Pendant que certains Sénégalais dégustaient hier leur pain au petit déjeuner, les meuniers et les boulangers se penchaient sur les difficultés du secteur. La concertation nationale sur la filière boulangère prévue sur deux jours s’est ouverte. Les acteurs vont discuter de la situation actuelle et des perspectives pour mieux appréhender le futur de cette activité. Du fait de la place du pain dans les habitudes alimentaires des Sénégalais, les boulangers produisent 8 millions de baguettes par jour, pour un chiffre d’affaires de 500 milliards, soit 3 % du Pib, selon le président  de la Fédération des boulangers du Sénégal, Amadou Gaye.
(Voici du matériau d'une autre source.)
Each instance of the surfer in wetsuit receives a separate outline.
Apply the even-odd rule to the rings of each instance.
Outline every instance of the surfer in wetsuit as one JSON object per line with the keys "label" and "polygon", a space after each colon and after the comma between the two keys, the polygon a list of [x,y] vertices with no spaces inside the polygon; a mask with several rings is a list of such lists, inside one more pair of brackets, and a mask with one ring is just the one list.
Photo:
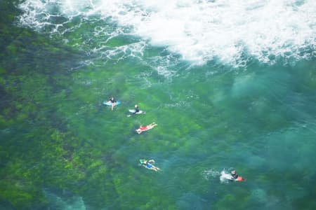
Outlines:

Mais ces chiffres cachent une réalité plus difficile pour les investisseurs de cette filière. Que ce soit les meuniers ou les patrons de la boulangerie, ils ont tous du mal à s’en sortir, nonobstant la forte demande. ‘’Malgré les apparences, les difficultés sont tel que  plus de soixante boulangeries ont fermé ces deux derniers mois. Cette situation nous interpelle sur la précarité des emplois de ce secteur et de la rentabilité de notre filière’’, souligne M. Gaye. Les problèmes, à ce niveau, sont essentiellement de deux ordres. Les coûts de production et la distribution. Les boulangers estiment que le prix de la farine est élevé, mais aussi il y a d’autres aspects à prendre en compte et qui sont oubliés. ‘’La structure des prix établie depuis 20 ans fait l’objet de mises à jour régulières. Mais, manifestement, certains postes de dépenses, aujourd’hui importants, ne sont pas inclus, tels que les charges liées à l’emballage, les invendus…’’, se plaint-il.
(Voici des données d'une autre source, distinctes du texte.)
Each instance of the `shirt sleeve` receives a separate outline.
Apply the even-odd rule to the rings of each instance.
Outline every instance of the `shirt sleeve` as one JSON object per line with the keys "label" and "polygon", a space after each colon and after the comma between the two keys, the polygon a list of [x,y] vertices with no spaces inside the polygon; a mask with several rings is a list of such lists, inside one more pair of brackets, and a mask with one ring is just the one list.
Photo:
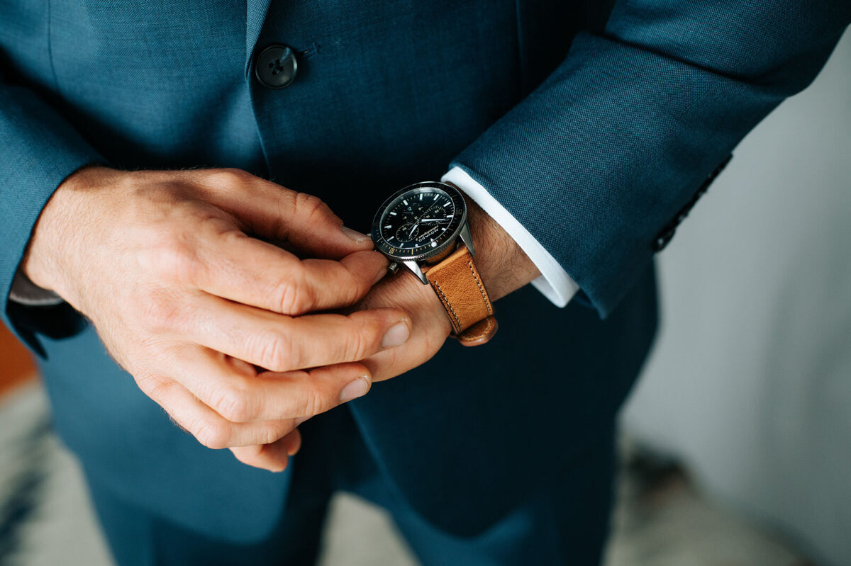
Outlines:
{"label": "shirt sleeve", "polygon": [[540,271],[540,276],[532,281],[535,289],[557,307],[564,307],[568,304],[579,290],[579,286],[540,245],[540,242],[535,240],[534,236],[529,234],[529,231],[511,216],[499,201],[459,167],[450,169],[443,175],[442,180],[452,183],[472,199],[528,256]]}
Il y a également la commercialisation. Le ministre du Commerce, à travers le secrétaire général de son département, Makhtar Lakh, estime même que  c’est ce point qui constitue le goulot d’étranglement. ‘’L’absence de réels investissements dans ce segment justifie la déstructuration de la distribution du pain qui, présentement, semble échapper de plus en plus aux boulangers, avec la prépondérance fulgurante de nouveaux intermédiaires dont certains se permettent, à certains endroits où la concurrence est rude, de fixer les règles du jeu’’, note Alioune Sarr.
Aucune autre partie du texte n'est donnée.